ChatGPT has kickstarted a bunch of discussion of how AI/ML will change the world. No argument there.
But reading some of it, I’m reminded of something that has bugged me in some of the discussions of AI “safety”. Take this bit, from Sam Hammond, via Marginal Revolution:
ordinary people will have more capabilities than a CIA agent does today. You’ll be able to listen in on a conversation in an apartment across the street using the sound vibrations off a chip bag. You’ll be able to replace your face and voice with those of someone else in real time, allowing anyone to socially engineer their way into anything.
A natural follow up to these concerns: Will these things be legal? If they’re not legal, will they be monitored? Will there be enforcement? Will there be strong norms against them?
(To its credit Hammond’s post does describe the interaction of law and AI. My issue is less with the post than the discussion surrounding ChatGPT.)

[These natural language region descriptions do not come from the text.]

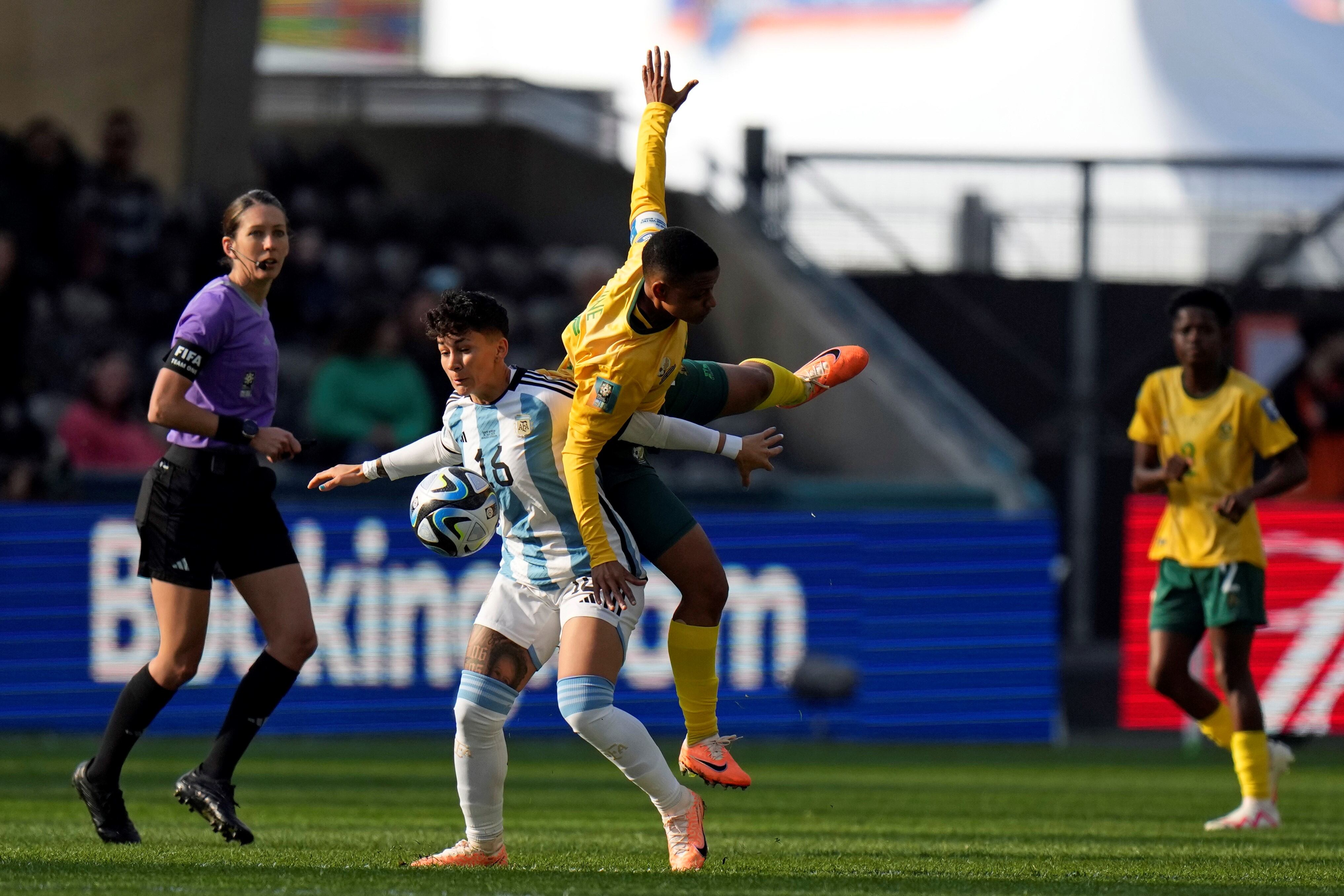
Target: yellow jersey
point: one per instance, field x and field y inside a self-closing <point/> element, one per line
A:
<point x="1219" y="434"/>
<point x="619" y="362"/>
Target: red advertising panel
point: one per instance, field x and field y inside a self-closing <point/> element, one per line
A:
<point x="1297" y="661"/>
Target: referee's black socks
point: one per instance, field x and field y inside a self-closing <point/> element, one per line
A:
<point x="258" y="694"/>
<point x="137" y="706"/>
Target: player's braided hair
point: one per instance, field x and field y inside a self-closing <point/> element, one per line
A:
<point x="1202" y="297"/>
<point x="460" y="311"/>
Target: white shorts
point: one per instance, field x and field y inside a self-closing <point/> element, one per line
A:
<point x="534" y="618"/>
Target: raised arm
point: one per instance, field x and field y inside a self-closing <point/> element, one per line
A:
<point x="596" y="418"/>
<point x="423" y="456"/>
<point x="648" y="197"/>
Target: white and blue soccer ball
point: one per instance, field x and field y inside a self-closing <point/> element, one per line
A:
<point x="455" y="512"/>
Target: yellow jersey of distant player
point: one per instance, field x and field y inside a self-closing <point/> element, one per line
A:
<point x="1219" y="434"/>
<point x="620" y="363"/>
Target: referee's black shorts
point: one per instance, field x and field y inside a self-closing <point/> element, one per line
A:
<point x="209" y="515"/>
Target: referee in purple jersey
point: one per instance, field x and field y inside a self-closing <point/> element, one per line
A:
<point x="206" y="511"/>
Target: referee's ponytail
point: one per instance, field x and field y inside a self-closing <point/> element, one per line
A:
<point x="229" y="226"/>
<point x="234" y="213"/>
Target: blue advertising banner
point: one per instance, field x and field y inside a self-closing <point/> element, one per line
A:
<point x="948" y="618"/>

AI raises a ton of legitimately new and interesting questions about how we’ll interact. The “AI safety” conversation largely aims to deal with those questions technically. Can you design an AI that we know for sure won’t do X, Y, or Z? That’s good, important work: code is law and all that. Technical fixes are one major, legitimate way to regulate things.
But Lessig puts code (“architecture”) alongside markets, norms, and laws in his discussion of code-as-law.
And most of AI governance is about those other three. What will we incentivize? What will we stigmatize and valorize? What will be legal? Those are boring governance questions and most of what changes with AI will involve those things, not engineering different sorts of reward functions.
New AI capabilities are going to raise new questions of human governance at a time when we’re seemingly getting worse at governing ourselves. There’s no technical fix to that challenge.